French paratroopers swooped in to block any fleeing Islamists while ground troops coming from the south seized the airport in the ancient city which has been one of the bastions of the extremists who have controlled the north for 10 months.
"We control the airport at Timbuktu," a senior officer with the Malian army told AFP. "We did not encounter any resistance."
French army spokesman Colonel Thierry Burkhard told AFP the troops, backed up by helicopters, had seized control of the so-called Niger Loop -- the area alongside the curve of the Niger River flowing between Timbuktu and Gao -- in less than 48 hours.
A fabled caravan town on the edge of the Sahara desert, Timbuktu was for centuries a key centre of Islamic learning and has become a byword for exotic remoteness in the Western imagination.
The once cosmopolitan town became a dusty outpost for the extremists who forced women to wear veils, whipped and stoned those who violated their version of strict Islamic law, and destroyed ancient Muslim shrines they considered "idolatrous".
A source in a reconnaissance team which first reached Timbuktu on Sunday said Malian and French troops had not yet entered the city, which had suffered destruction as the Islamists fled.
"We are in town but we are not many. But the Islamists caused damages before leaving. They burned houses, and manuscripts. They beat people who were showing their joy."
Residents fleeing Timbuktu were jubilant in the face of the French advance and denounced the regime the Islamists had imposed on them.
"They beat us up when we smoked or listened to music," said Amadou Alassane Mega, a young student. "They will have to pay for what they did to us."
The advance into Timbuktu known as "the City of 333 Saints", which lies 1,000 kilometres (600 miles) north of Mali's capital Bamako, comes a day after French and Malian soldiers seized another Islamist bastion, the eastern town of Gao.
The French defence ministry said a French armoured battalion, Malian troops and soldiers from Niger and Chad were in control of Gao after fighting Saturday in which "several terrorist groups were destroyed or chased to the north".
French warplanes had carried out some 20 air strikes Saturday and Sunday in the Gao and Timbuktu regions, the ministry statement added.
Gao is the biggest of six towns seized by French and Malian troops since they launched their offensive on January 11 to wrest the vast desert north from the Islamists.
The largest town yet to be recaptured is Kidal further north near the Algerian border which was the first to be seized by an alliance of Tuareg rebels and Islamic extremists last year.
Kidal is the home of renowned former Tuareg rebel Iyad Ag Ghaly, the leader of armed Islamist group Ansar Dine (Defenders of the Faith).
Mali's lengthy crisis was kickstarted by a Tuareg rebellion for independence in January last year which overwhelmed the weak Malian army and prompted a coup in Bamako in March.
Amid the political vacuum the Tuareg desert nomads and Islamists seized the north in a matter of days. But the extremists had no interest in the Tuareg desire for independence and quickly sidelined their erstwhile allies to install sharia law.
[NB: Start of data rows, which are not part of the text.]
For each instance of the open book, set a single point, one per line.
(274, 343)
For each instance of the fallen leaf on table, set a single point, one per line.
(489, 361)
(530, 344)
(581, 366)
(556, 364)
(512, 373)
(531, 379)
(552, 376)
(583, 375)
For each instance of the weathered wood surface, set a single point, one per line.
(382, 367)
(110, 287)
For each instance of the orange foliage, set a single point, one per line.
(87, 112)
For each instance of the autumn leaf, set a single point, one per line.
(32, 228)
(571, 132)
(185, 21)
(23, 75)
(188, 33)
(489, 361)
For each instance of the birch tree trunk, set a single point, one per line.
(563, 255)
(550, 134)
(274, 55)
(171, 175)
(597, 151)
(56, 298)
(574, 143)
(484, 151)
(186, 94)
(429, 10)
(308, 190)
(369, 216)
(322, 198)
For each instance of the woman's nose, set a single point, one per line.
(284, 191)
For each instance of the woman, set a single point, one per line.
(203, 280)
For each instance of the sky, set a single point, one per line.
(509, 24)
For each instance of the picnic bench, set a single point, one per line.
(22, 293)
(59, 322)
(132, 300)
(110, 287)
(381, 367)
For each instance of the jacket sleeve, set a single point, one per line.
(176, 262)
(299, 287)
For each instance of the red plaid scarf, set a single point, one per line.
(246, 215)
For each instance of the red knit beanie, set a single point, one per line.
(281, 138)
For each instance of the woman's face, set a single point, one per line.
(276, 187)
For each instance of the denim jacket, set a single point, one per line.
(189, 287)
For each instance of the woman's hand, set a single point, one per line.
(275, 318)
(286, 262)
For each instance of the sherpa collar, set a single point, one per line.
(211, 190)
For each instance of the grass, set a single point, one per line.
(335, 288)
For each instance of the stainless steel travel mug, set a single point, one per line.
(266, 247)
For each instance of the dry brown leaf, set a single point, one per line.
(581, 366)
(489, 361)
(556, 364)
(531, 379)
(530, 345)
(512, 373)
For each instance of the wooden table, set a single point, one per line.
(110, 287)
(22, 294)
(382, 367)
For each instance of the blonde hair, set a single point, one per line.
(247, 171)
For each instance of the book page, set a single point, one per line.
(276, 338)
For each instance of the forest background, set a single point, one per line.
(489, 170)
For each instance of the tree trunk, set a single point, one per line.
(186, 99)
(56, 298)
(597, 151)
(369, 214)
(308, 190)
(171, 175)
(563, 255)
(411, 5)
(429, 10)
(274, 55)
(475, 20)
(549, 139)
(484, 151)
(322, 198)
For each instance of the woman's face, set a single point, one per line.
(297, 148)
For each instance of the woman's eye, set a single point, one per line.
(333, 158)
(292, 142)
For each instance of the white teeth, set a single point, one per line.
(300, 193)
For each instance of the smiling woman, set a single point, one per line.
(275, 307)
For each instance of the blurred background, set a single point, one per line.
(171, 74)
The occupation of an area twice the size of France sparked fears abroad that northern Mali could become a new haven for terror groups, threatening the West as well as neighbouring African countries.
However plans to intervene remained mired in hesitation.
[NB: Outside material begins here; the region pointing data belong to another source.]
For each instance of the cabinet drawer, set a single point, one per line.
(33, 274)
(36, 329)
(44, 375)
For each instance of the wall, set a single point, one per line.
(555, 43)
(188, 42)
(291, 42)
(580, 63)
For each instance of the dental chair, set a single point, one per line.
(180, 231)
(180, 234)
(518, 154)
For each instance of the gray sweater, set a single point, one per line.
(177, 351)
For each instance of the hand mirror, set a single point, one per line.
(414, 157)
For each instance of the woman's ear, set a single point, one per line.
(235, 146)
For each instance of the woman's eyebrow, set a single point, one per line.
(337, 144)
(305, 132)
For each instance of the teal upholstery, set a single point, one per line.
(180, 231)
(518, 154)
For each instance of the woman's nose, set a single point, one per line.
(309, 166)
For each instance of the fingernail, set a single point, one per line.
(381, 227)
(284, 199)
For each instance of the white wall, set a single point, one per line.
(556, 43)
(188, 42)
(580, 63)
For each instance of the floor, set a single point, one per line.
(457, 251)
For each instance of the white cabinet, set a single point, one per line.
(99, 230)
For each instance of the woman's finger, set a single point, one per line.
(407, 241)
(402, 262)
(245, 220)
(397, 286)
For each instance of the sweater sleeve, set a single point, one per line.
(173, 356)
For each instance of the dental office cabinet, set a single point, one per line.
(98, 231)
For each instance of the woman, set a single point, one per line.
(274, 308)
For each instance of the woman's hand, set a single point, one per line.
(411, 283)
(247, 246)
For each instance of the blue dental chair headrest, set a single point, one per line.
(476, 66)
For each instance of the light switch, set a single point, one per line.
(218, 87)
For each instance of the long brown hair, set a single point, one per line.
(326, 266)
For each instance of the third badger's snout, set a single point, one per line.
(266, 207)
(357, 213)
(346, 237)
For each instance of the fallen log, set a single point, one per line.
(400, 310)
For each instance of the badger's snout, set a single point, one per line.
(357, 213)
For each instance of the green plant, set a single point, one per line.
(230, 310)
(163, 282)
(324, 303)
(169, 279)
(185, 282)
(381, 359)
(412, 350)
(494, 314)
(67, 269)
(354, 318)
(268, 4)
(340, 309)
In early January the Islamists broke through into the government-held south, raising fears that the Islamists could seize the capital Bamako and prompting intervention by former colonial power France.
At an African Union summit in Addis Ababa where leaders discussed increasing troop numbers for an African intervention force in Mali, outgoing chairman and Benin President Thomas Boni Yayi criticised the AU's slow response.
France's action, he said, was something "we should have done a long time ago to defend a member country".
Defence chiefs from West African regional grouping ECOWAS agreed Saturday to boost their troop pledges for Mali to 5,700. Chad, which is not a member of the 15-nation bloc, has promised an extra 2,000 soldiers.
France said Sunday it had now deployed 2,900 troops and that 2,700 African soldiers were on the ground in Mali and Niger, but French Prime Minister Jean-Marc Ayrault appealed for more aid for the Mali effort.
In the central Mali town of Konna meanwhile, where France opened its offensive 17 days ago, local people showed journalists the graves of civilians killed in the air strikes.
While Konna's deputy mayor Demba Samouka insisted there was no precise death toll available, he said that at most four civilians had died in the air raids, blaming other civilian deaths on Islamist fighters.